Using the rationale that we can treat POWs in Iraq as enemy combatants and do as we please is also problematic. Besides the obvious reason of decency, the "enemy combatant" designation is of dubious legality. The reason why the government can detain prisoners without due process is not because it necessarily has that right, it's because "Gitmo" (a military facility on foriegn soil) doesn't fall under the jurisdiction of the federal courts (with the possible exception of the Supreme Court) who might otherwise tell the administation it can't deny detainees due process. The "enemy combatant" designation was created because of 9/11 and might not be a precedent that has a future.
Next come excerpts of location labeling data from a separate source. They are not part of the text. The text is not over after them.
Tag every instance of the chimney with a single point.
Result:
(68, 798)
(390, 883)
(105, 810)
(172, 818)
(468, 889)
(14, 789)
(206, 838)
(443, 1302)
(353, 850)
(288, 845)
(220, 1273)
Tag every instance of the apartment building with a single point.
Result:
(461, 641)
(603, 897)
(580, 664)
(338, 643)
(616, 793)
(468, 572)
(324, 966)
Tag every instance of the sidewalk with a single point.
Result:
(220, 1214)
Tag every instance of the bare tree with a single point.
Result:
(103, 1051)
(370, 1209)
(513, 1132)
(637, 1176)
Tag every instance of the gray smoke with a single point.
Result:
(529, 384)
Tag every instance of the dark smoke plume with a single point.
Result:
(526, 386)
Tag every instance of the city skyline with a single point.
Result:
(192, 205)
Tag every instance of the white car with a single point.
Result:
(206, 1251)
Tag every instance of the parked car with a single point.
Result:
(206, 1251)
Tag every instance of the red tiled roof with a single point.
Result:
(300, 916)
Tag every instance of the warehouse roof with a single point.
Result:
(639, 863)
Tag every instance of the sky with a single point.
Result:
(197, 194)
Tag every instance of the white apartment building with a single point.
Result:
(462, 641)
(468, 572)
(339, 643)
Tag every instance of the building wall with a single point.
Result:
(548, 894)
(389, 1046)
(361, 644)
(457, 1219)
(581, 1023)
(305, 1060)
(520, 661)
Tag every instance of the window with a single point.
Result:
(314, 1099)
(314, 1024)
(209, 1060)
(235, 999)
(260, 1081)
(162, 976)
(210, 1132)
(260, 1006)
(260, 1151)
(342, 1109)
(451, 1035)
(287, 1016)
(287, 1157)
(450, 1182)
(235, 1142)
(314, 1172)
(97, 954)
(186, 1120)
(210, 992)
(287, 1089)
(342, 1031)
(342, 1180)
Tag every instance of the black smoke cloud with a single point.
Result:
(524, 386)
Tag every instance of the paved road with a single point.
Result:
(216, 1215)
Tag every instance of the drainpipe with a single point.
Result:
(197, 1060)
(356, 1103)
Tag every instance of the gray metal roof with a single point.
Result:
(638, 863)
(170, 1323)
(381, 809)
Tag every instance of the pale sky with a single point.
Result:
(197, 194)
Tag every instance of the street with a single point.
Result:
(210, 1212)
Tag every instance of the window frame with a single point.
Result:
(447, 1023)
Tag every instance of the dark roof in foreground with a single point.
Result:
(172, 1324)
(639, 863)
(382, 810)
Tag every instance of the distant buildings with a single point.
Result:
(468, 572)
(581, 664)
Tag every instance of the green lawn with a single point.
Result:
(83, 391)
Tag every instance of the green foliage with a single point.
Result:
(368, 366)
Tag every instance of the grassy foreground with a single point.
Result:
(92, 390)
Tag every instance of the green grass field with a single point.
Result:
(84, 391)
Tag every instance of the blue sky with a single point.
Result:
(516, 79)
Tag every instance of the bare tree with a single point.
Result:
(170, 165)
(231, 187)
Besides, it seems that only suspects apprehended in Afganistan or connected to Al Qaeda get sent to Gitmo. Also, due process is the only aspect of the Geneva Convention that is ignored by the "enemy combatant" designation; in all other respects, the detainees are treated as POWs according to provisions of the Geneva Convention.
One more thing, watched
60 Minutes tonight. Rummie was talking about Saddam. He made it clear that Saddam would be treated in a manner consistent with the Geneva Convention, despite the fact that some of his actions post-invasion might make him ineligible for its protection. Seems like Rummie's reading this thread.